Although this selection of Conan Doyle’s writing does not show a completely straight path from the Arctic to Baker Street, Lellenberg and Stashower are on the right scent. The experience certainly left a strong impression on Conan Doyle’s imagination, in two different and apparently opposing ways. In 1897, when he was long-established as the author of the Sherlock Holmes stories, he remembered “the peculiar other-world feeling of the Arctic regions—a feeling so singular, that if you have once been there the thought of it haunts you all your life.” After the voyage, Conan Doyle often wrote about the romance and the mystery of the far north, yet his log at the time was most mostly factual, observed with a scientist’s eye for detail. “Sea Unicorns are very common, … but the curiosity of the place are the animaliculae, which the whale eats” is a typical sentence. Or: “Calm as a fishpond, water like quicksilver.”

In the writings collected in this volume, you can see Conan Doyle switching between these two sensibilities: one is concerned with Romantic atmosphere and the supernatural, while the other is that of an empirical- and practical-minded adventurer. It is the tension, which has so often intrigued his admirers, between the Conan Doyle who came to embrace Spiritualism and the Conan Doyle who invented the famous hyper-rationalist “consulting detective.” “The Captain of the Pole-star” is imbued with the first, Conan Doyle’s Romantic sensibility, as are “The Glamour of the Arctic” and “Life on a Greenland Whaler,” two autobiographical essays written later in his career. Meanwhile the second, more matter-of-fact mood prevails in “The Adventure of Black Peter”, in which Holmes’s knowledge of harpooning—hunting whales from small boats with javelins—directs him to the culprit.

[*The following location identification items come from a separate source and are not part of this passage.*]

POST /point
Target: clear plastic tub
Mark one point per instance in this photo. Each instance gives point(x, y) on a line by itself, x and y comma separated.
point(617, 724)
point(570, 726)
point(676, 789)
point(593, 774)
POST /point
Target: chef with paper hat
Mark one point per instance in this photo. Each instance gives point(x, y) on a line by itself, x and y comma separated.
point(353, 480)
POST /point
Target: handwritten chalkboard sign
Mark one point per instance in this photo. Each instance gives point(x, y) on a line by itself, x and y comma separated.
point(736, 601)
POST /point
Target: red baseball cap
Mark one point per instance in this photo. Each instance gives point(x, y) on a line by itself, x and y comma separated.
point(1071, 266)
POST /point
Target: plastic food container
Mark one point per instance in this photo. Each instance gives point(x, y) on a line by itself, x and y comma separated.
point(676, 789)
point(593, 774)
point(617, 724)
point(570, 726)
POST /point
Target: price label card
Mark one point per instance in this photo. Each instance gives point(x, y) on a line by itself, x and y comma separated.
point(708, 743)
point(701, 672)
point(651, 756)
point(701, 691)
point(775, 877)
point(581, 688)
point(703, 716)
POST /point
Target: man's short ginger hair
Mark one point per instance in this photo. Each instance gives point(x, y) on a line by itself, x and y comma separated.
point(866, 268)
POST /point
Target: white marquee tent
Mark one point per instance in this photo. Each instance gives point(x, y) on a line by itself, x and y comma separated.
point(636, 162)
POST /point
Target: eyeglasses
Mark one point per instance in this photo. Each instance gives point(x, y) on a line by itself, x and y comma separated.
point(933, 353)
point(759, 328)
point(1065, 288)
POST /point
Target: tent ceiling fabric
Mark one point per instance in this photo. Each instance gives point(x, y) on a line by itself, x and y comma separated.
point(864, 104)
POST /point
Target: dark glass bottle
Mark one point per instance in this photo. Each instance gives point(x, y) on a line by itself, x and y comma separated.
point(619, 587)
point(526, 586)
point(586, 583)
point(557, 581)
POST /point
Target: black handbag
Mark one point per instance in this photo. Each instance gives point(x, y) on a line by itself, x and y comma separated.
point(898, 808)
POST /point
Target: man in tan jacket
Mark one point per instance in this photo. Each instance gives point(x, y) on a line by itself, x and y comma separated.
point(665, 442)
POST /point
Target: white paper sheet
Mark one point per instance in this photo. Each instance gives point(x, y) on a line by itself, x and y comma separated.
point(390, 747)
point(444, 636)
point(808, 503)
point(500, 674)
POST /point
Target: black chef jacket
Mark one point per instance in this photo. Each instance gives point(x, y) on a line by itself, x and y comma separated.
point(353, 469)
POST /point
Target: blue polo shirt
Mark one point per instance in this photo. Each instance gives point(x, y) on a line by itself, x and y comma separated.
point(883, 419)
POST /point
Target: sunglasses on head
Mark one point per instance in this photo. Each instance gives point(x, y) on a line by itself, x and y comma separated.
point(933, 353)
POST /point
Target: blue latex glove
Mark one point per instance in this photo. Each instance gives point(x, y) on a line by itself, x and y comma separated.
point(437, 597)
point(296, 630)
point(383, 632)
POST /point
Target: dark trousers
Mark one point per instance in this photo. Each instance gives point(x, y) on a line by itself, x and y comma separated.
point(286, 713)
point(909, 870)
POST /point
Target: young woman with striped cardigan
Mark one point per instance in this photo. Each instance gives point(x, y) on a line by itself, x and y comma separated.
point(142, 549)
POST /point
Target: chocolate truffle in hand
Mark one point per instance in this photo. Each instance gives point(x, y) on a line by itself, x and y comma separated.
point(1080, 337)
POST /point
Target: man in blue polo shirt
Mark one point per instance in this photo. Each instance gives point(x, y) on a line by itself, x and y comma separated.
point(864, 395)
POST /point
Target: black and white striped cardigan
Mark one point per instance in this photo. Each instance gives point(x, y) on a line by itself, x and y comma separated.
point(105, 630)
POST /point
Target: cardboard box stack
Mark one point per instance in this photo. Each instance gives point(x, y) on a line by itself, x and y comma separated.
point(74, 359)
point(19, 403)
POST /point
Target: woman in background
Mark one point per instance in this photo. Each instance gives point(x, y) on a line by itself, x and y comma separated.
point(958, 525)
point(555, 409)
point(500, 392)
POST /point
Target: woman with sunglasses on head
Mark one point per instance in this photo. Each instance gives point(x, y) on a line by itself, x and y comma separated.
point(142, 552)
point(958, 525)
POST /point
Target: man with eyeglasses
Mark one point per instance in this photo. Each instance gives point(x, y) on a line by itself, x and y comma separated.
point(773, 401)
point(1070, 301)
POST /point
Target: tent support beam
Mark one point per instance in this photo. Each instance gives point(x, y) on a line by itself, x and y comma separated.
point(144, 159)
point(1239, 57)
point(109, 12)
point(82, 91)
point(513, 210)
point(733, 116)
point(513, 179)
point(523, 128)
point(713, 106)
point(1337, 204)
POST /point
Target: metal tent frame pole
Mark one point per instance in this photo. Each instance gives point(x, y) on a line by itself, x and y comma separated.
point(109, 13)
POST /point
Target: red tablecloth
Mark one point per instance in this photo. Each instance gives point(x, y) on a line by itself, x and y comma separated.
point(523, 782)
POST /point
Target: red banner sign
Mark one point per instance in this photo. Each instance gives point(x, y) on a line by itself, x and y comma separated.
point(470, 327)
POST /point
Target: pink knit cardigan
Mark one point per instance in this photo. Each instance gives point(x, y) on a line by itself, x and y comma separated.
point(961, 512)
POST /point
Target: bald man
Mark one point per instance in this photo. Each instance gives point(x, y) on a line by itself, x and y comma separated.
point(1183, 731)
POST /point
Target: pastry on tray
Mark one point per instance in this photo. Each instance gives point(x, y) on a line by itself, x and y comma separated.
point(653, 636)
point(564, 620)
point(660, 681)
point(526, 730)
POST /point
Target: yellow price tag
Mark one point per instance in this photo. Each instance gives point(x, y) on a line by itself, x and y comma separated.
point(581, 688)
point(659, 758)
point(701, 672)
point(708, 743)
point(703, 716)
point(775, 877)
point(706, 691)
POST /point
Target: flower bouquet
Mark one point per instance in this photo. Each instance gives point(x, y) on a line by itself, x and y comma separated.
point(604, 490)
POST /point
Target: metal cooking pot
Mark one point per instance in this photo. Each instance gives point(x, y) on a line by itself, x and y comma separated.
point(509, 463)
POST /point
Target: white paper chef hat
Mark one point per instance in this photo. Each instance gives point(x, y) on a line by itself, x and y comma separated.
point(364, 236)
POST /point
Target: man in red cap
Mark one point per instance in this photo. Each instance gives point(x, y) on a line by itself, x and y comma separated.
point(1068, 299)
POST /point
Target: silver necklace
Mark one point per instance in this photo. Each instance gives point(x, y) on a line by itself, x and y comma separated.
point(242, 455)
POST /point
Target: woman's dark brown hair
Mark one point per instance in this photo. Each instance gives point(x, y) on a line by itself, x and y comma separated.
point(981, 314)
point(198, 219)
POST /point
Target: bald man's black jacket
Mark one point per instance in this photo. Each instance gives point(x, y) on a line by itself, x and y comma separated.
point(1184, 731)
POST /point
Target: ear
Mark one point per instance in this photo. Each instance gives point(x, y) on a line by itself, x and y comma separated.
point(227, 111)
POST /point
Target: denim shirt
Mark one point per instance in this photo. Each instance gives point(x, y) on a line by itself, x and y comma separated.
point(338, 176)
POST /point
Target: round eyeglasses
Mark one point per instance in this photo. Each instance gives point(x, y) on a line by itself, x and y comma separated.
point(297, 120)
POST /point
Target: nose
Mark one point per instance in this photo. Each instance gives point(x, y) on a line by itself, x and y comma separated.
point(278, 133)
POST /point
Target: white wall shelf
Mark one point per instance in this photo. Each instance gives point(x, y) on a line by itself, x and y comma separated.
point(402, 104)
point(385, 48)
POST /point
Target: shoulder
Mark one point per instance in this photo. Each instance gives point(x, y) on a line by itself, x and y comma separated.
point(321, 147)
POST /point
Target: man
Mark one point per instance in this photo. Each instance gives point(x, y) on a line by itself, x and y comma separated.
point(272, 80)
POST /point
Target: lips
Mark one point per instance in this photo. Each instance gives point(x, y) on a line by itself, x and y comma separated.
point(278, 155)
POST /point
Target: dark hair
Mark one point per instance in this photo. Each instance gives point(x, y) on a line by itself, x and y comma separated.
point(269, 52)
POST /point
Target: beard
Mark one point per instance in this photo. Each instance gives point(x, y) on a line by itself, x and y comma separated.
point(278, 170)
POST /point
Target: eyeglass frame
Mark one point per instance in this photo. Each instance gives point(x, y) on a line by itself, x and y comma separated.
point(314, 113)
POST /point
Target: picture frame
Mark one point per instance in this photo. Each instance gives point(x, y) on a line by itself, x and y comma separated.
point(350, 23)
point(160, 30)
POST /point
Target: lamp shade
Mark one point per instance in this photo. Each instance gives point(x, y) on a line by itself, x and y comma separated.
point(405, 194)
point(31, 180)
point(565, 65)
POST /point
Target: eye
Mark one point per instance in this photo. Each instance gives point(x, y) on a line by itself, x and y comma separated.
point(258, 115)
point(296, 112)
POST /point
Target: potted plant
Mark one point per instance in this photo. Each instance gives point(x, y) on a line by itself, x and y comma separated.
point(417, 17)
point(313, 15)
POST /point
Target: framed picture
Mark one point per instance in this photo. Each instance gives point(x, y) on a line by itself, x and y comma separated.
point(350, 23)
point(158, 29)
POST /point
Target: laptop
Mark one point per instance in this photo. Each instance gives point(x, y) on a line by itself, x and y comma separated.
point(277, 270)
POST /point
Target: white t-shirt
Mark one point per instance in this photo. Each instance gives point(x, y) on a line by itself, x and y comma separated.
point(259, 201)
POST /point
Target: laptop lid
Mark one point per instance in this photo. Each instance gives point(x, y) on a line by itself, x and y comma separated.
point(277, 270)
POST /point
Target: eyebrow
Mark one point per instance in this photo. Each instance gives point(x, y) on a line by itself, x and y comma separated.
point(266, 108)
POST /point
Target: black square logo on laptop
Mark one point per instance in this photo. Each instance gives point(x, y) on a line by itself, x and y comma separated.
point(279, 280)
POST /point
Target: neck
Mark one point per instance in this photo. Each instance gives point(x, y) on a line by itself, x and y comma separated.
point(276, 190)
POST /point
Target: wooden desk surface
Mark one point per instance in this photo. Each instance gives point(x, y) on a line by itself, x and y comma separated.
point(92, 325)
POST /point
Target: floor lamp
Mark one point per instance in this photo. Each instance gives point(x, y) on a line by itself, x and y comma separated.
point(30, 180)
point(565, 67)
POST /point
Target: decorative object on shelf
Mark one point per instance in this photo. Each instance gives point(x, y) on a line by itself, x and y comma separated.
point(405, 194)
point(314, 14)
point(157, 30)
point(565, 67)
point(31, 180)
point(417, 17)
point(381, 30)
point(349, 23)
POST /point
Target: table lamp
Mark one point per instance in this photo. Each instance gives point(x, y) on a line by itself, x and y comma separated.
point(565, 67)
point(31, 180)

There are also glimpses of the beginnings of Holmes stories and Holmesian thinking throughout the Arctic log book. One night, for instance, the brother of the Hope’s captain, also a sea captain and a fellow Scotsman, recalled how he pretended to be asleep once, when a murderous gang had trapped him in their den:

Soon the two villains came over and whispered together, and one passed the candle over my eyes and said, “He is off.” They whispered a little again, and one said, “Dead men tell no tales.” The other said, “Then we had better get the bed ready” and they both left the room.

The captain saw his chance to escape and leaped out of the window. Conan Doyle listened intently to this story, set, like many of Holmes’s, in London’s “lowest and vilest alleys.” He seemed also to admire the captain’s plain, simple way of telling his stories, in which things are not, however, as they first seem. In that day’s log, he tried to recount the whole adventure exactly as he had been told it.

Then there was the curious incident of the burly cook’s assistant and the decrepit first mate—a case of identity-swapping with Holmesian potential. Colin McLean, the real first mate on the ship, went aboard in the guise of a cook’s assistant, since, despite being an experienced sea-man, he was illiterate and did not have a board of trade certificate. Meanwhile the cook’s assistant, who was actually long “past sailoring” but did have a certificate, posed as the first mate. The two swapped berths as soon as the ship left the harbor. And here is an even more curious fact: Conan Doyle does not mention the swap in his log. We only read about it in his much later reminiscence, “Life on a Greenland Whaler.” Does that mean that the twenty-year-old was not yet interested in such ruses? Or that the older novelist embellished his reminiscences?

Sherlock Holmes would not have stood for such tampering with the facts, but his creator did, and more than once. Dangerous Work is the richer for showing not just Conan Doyle’s proto-Holmesian work, but also his tendencies to romanticize his experience and to enliven it with a well-chosen white lie. One of the most amusing things that emerges when all of his Arctic writings are brought together is just how often he revisited and revised his memories of the expedition. “I once had the best of an exchange of fishing stories,” he boasted in his autobiography. He bet a man he met at an inn that he had caught more fish than him, by weight. “Three Greenland whales,” he said, triumphantly. That, according to the log, is one whale too many.